THE cerebral palsies are a heterogeneous group of non-progressive developmental disorders affecting movement and posture.
Their prevalence of 2–2.5 per 1000 births has changed little since cerebral palsy registers began 57 years ago, despite a sixfold increase in caesarean birth. They are heterogeneous in clinical type, in brain imaging pathology, in their association with other neurological disability and in their genetic and epidemiological associations.
In a recent paper published in Obstetrics and Gynecology researchers describe a case–control study of 494 singleton infants with cerebral palsy born after 35 weeks gestation, included on the WA Register of Developmental Anomalies, and 508 matched controls. They found that birth defects (42.3%) and fetal growth restriction (16.5%) contributed more to cerebral palsy than potentially asphyxial birth events (8.5%) and inflammation (4.8%).
These data confirm and extend the findings of other epidemiological studies and particularly underline the antenatal origins of most of the cerebral palsies.
The strong association of cerebral palsy with birth defects suggests genetic and epigenetic pathways to many of these cases. Very preterm delivery can initiate another common pathway via intraventricular haemorrhage, ventriculomegaly and white matter damage.
Next generation genetic sequencing technologies are allowing other pathways to cerebral palsy to be explored. Genetic susceptibility and environmental triggers may combine during pregnancy to stimulate networks and pathways to cerebral palsy that in the future may be amenable to intervention.
Fetal growth restriction, a major risk factor for cerebral palsy, can be missed if a customised birthweight for gestational age chart is not used that includes the sex and ethnic group of the newborn, and maternal height and weight (www.gestation.net).
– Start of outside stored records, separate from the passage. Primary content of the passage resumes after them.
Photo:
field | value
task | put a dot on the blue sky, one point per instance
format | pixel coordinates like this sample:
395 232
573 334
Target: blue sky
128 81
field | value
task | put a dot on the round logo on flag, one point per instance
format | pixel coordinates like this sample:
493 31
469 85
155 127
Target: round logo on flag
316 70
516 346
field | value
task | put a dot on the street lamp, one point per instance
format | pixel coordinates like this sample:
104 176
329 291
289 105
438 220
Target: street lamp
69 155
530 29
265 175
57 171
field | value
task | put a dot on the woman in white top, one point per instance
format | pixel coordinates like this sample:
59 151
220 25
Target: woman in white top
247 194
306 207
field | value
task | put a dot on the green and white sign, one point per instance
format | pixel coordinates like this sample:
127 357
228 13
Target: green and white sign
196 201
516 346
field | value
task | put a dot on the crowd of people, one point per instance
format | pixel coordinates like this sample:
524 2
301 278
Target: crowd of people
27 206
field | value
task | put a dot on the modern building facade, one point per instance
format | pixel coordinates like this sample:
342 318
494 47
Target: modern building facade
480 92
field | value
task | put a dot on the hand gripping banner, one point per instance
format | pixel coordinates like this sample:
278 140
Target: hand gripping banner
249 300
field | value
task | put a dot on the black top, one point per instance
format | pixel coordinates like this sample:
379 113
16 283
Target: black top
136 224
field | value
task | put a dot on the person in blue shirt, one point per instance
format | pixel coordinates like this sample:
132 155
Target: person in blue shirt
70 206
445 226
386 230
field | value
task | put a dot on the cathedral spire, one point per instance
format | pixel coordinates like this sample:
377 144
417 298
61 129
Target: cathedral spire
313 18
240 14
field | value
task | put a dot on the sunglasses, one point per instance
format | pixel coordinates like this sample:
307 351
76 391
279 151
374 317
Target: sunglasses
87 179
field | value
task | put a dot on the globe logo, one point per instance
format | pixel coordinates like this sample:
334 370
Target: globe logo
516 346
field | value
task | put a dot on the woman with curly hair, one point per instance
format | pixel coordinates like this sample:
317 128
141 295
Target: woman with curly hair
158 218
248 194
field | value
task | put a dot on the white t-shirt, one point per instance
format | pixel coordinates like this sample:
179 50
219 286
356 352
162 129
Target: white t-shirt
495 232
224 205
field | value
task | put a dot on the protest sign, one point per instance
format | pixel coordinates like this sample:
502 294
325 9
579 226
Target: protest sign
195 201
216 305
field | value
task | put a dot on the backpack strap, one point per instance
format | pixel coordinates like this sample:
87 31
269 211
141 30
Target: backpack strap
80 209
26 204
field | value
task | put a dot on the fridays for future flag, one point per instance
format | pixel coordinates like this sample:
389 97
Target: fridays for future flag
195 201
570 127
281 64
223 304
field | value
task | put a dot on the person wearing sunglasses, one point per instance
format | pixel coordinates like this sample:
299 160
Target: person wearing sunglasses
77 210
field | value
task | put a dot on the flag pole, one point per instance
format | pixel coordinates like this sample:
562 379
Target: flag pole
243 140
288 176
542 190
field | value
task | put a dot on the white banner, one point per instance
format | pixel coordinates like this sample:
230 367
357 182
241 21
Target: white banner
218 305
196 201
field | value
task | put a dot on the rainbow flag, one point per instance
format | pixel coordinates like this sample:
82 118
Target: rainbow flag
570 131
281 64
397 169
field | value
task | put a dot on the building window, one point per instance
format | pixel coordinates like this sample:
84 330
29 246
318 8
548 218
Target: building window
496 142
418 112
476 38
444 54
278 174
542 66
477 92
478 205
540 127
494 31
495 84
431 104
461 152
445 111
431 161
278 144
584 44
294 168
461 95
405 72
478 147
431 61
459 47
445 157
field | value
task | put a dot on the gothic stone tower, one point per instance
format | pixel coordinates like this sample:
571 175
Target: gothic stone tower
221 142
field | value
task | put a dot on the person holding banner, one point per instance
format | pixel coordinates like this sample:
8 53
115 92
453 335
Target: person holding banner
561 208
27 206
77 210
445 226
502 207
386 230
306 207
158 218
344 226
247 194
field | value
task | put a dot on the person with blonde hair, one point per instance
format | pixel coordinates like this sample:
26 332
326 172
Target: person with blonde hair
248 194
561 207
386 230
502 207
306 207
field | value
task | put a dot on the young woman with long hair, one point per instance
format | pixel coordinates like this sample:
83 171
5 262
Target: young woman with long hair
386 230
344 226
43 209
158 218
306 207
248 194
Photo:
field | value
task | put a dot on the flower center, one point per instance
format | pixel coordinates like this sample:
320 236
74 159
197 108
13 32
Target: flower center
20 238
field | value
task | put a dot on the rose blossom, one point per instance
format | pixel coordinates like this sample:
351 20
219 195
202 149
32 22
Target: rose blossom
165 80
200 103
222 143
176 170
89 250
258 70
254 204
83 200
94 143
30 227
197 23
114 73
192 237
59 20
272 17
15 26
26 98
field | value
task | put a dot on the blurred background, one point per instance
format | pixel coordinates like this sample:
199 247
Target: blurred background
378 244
The ponderal index can further assess asymmetrical fetal growth restriction, which is a sign of chronic fetal stress and may reflect existing pathology contributing to pathways leading to intrauterine neuropathology.
Growth-restricted fetuses may not tolerate labour well and acute-on-chronic hypoxia may arise, making the timing of the neuropathology difficult to ascertain.
Giving magnesium sulfate to women before very preterm delivery slightly reduces the risk of cerebral palsy and in selected cases of presumed intrapartum hypoxia head cooling may also reduce risk but these interventions have yet to impact much on the overall prevalence of cerebral palsy.
In particular, both elective caesarean delivery before labour and emergency caesarean delivery during labour have not reduced the risk of cerebral palsy as demonstrated in our systematic review and meta-analysis of observational studies, published last month in Obstetrics and Gynecology.
Thus there are no epidemiological data to support medicolegal assumptions that earlier caesarean delivery would have prevented a cerebral palsy outcome.
A very small number of cases of cerebral palsy could result purely from a severe acute asphyxial event in labour in a previously uncompromised healthy fetus, and there are published consensus criteria to help define these uncommon cases, which usually are associated with hypoxic sentinel events such as cord prolapse, uterine rupture and antepartum haemorrhage. In such cases speedy delivery is attempted and the available staff and facilities will determine the decision-to-delivery interval.
However, these intervals can garner criticism from armchair plaintiff medicolegal witnesses. Placental histology and arterial cord gases should be sought in all deliveries requiring obstetric or neonatal intervention to better inform and to minimise surmise.
Fear of cerebral palsy litigation and the high false-positive rate of electronic fetal monitoring contribute to the high rates (33%) of caesarean deliveries in Australia, the UK and the US.
An audit of maternity services in England last month decried the fact that 20% of expenditure in maternity services was for “negligence cover” and the main quantum was in cerebral palsy litigation.
Australian insurance agencies annually pay more than $200 million in mostly out-of-court settlements for cerebral palsy outcomes. Up to 70% of litigation costs are spent on the legal process.
The National Disability Insurance Scheme will not cover the main claim of litigants for “heads of damages”, eg, loss of income and quality of life, and thus cerebral palsy litigation is likely to continue to the detriment of maternity services. In comparison, funding for cerebral palsy research is a tiny fraction of these payments.
It is time Australia has a “no-fault” pension scheme for all cases of cerebral palsy, as it would be cheaper, much more equitable and it would exclude lawyers and expert witnesses.
Emeritus Professor Alastair MacLennan is the head of the Australian Collaborative Cerebral Palsy Research Group, Robinson Institute, Discipline of Paediatrics & Reproductive Health, The University of Adelaide.